Acteurs Publics | par Pierre Laberrondo | 05/04/2017
lundi 17 avril 2017
par  antonin

Trois ans et demi après le vote de la loi Fioraso, qui prévoyait de renforcer l’intégration des titulaires d’un doctorat dans la fonction publique, le mouvement reste balbutiant. Malgré de premiers effets bientôt visibles dans l’éducation nationale, les autres corps s’ouvrent encore peu ou pas du tout.

C’est l’histoire d’un bilan qui n’a jamais été rédigé. Le bilan de l’article 78 la loi Fioraso sur l’enseignement supérieur votée en juillet 2013 et qui prévoyait de renforcer l’intégration des titulaires de doctorat dans la fonction publique. « Le gouvernement transmet chaque année au Parlement un rapport sur les mesures d’application de l’article 78 de la présente loi », énonçait l’article 79. Trois ans et demi après, toujours point de bilan à l’horizon alors que la réforme touche à un sujet sensible : l’ouverture de la haute administration. « Un élément en soi », convient l’un des directeurs de cabinet ministériel interrogés.

« Le ministère de l’Enseignement supérieur et de la Recherche avait souhaité en 2015 que j’écrive le rapport annuel d’application prévu par la loi mais finalement, je ne l’ai pas fait : à quoi un rapport aurait-il servi alors qu’en dehors de l’avis du Conseil d’État, il y avait alors si peu de choses ? raconte l’historien de l’EHESS Patrick Fridenson, chargé en janvier 2014 par la ministre Geneviève Fioraso de préparer la mise en œuvre de cet article et dont la mission a pris fin en 2016. Je n’aurais servi ni la cause des docteurs ni celle de l’État et… pas non plus la solution des concours externes réservés que je préconisais ! »

En cette toute fin de quinquennat pourtant, les choses commencent à bouger. Car depuis le vote de la loi, le chantier avait quelque peu pris les allures d’une course de lenteur, entre résistances et complexités administratives. En 2014, sitôt la loi votée, les ministères demandaient un avis au Conseil d’État sur la manière d’appliquer ce texte législatif peu contraignant et qui plus est, pas d’application directe. Sur le plan juridique, il impose en effet de modifier les textes d’organisation statutaire de chaque corps de la fonction publique et de procéder, s’il y a lieu, à des ouvertures de postes.

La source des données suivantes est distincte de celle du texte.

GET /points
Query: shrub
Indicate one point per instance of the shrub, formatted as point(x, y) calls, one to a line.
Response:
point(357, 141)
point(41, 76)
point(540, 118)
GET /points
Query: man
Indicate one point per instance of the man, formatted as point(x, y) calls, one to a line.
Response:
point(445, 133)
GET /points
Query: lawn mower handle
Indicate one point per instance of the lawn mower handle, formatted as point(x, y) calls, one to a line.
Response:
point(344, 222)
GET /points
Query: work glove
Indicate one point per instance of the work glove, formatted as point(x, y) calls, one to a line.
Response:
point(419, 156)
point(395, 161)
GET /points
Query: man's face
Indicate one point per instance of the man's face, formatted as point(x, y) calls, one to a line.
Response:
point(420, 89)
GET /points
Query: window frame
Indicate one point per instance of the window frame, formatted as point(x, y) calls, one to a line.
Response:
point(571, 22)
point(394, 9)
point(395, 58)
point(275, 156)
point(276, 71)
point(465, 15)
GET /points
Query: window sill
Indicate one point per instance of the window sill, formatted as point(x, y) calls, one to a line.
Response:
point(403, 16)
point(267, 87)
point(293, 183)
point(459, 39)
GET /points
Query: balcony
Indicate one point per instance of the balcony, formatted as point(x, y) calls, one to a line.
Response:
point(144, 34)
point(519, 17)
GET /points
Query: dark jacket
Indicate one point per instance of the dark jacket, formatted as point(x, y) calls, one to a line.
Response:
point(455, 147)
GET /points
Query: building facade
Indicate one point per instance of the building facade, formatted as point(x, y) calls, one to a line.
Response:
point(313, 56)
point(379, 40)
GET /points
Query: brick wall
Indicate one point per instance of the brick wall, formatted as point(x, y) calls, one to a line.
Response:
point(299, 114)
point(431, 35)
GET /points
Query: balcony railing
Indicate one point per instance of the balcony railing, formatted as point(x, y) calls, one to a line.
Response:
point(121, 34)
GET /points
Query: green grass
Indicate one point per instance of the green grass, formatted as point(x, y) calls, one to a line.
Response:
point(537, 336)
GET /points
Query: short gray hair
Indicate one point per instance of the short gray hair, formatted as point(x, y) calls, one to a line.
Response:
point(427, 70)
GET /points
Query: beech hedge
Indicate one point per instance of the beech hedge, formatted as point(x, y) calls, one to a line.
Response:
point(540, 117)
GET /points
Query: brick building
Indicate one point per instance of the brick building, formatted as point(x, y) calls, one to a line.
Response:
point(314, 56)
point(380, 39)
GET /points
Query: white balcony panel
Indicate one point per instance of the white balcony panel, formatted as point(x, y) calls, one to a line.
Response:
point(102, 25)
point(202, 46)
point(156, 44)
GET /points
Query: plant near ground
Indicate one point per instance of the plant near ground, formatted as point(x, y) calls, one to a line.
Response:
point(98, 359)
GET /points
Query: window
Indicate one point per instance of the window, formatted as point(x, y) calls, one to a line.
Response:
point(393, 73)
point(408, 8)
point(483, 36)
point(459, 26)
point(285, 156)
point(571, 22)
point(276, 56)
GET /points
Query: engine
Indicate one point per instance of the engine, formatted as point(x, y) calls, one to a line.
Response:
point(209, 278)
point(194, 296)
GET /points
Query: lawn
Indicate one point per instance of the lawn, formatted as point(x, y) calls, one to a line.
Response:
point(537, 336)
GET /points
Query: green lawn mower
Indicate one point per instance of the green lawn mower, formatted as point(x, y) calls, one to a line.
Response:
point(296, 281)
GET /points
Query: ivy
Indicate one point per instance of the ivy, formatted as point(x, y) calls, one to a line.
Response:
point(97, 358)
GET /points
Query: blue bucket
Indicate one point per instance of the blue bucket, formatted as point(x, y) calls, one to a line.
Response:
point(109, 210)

« La demande d’un avis au Conseil d’État a constitué un mauvais signal envoyé aux docteurs et démontrait une certaine frilosité », juge Juliette Guérin, présidente de l’Association nationale des docteurs (Andes). Un avis public que tout le monde n’a pas nécessairement lu de la même manière, mais qui paraît moins restrictif que ce que certains auraient pu espérer.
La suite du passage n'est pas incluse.